Depois das eleições europeias e do ‘vendaval’ Le Pen (e associados) em França, os mercados tratam de reagir com otimismo – não reagindo. O que aconteceu na Alemanha fez soar os alarmes, é verdade – mas eles estão a soar há tanto tempo que já ninguém liga. “A Alemanha está a enfrentar uma economia em declínio e críticas crescentes à ajuda à Ucrânia. O facto de a Alemanha e a França – a dupla líder da UE – estarem a mover-se em direção a uma crescente instabilidade e fraqueza política deve preocupar toda a UE”, escrevem os analistas do banco sueco SEB.

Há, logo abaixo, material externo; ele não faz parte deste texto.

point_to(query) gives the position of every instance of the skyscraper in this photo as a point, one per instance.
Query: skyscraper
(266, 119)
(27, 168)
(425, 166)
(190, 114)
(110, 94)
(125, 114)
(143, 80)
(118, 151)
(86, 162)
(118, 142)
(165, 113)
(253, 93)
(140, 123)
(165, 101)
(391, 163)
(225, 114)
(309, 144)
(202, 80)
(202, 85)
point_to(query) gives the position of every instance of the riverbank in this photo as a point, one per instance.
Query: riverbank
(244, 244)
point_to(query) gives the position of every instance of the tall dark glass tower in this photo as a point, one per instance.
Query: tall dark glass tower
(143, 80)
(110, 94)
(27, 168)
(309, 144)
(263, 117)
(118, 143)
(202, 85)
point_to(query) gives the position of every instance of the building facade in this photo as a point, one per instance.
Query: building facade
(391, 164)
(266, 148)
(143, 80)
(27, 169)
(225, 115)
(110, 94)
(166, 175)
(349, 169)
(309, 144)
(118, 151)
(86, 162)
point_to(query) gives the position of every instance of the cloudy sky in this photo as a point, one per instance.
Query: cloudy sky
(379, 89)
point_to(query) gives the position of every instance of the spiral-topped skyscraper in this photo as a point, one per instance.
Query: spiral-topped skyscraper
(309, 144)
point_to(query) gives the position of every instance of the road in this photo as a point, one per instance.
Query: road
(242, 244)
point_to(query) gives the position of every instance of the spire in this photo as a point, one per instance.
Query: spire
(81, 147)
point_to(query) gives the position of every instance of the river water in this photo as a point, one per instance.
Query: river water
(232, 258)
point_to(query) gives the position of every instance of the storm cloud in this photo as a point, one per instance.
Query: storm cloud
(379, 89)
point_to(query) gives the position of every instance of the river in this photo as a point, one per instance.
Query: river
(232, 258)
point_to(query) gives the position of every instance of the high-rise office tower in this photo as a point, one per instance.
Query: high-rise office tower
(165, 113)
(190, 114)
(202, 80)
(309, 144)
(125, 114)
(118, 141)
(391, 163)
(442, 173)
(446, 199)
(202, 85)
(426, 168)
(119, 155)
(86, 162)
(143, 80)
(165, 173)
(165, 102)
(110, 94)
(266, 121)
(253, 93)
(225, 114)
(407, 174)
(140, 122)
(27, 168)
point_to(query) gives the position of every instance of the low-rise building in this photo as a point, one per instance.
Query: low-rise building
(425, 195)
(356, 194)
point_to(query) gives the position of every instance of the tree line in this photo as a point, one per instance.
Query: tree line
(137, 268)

Mas o um analista do Commerzbank, citado pelo jornal “El Economista” pergunta se, no caso hipotético de uma nova crise na Zona Euro, um governo alemão estaria disposto a implementar uma política de resgate ao estilo do que aconteceu entre 2010 e 2012. “É claro que uma nova crise da Zona Euro não está prevista. No entanto, a falta de mecanismos de combate a essa hipotética crise não deveria aumentar o prémio de risco sobre as posições em euros? Afinal, um carro sem cinto de segurança é considerado inseguro, e não apenas quando a colisão é iminente. E uma coisa também é clara: enquanto os bunds forem o porto seguro da Zona Euro, dificilmente haverá hipótese de um resgate organizado pelo governo sem o envolvimento da Alemanha”, disse Leuchtmann. O analista esqueceu-se, aparentemente, do PRR europeu: pode não haver um mecanismo institucionalizado de defesa do euro, mas que quando é preciso ele aparece, lá isso aparece.

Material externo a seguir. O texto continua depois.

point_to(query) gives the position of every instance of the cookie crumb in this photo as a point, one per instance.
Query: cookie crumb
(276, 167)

Ou então não se esqueceu: “É preciso ter em conta que em 2012 não foram os governos que conseguiram combater a crise. As suas medidas não foram suficientemente fortes. Talvez porque, mesmo assim, alguns governos (incluindo o da Alemanha) não quisessem impor um “custe o que custar” ao seu próprio eleitorado. O ‘redentor’ “o que for preciso” tinha que vir do BCE. É o BCE que fornece o mecanismo de apoio para evitar uma escalada crítica no mercado de títulos soberanos”, refere. O que, entre outras coisas, quer dizer que a resposta federada às crises está a funcionar.

“Enquanto o mercado cambial acreditar que isso não mudará, mesmo que os partidos críticos da UE se tornem mais fortes, não há razão para revalorizar o euro devido a alguns resultados eleitorais. Se no futuro houvesse alguma razão para rever essa posição – e não me atrevo a prever se isso acontecerá – até mesmo os resultados eleitorais dos estados federais alemães seriam relevantes para o mercado”, conclui Leuchtmann.

Enquanto o AfD evolui, os economistas olham para Berlim – que permanece em ‘processo de crise em curso’. A paralisia económica e o debate em torno do apoio à Ucrânia estão a minar a confiança dos alemães no seu governo federal. Com o tempo do gás russo barato a ser uma memória grata, o chanceler Olaf Scholtz parece ter os dias (políticos) contados e a viabilidade do atual governo é fraca. De qualquer modo, isso parece importar pouco: os alemães são muito adversos a eleições antecipadas e nenhum analista coloca a hipótese de a legislatura do SPD (e ‘amigos’) não chegar ao fim.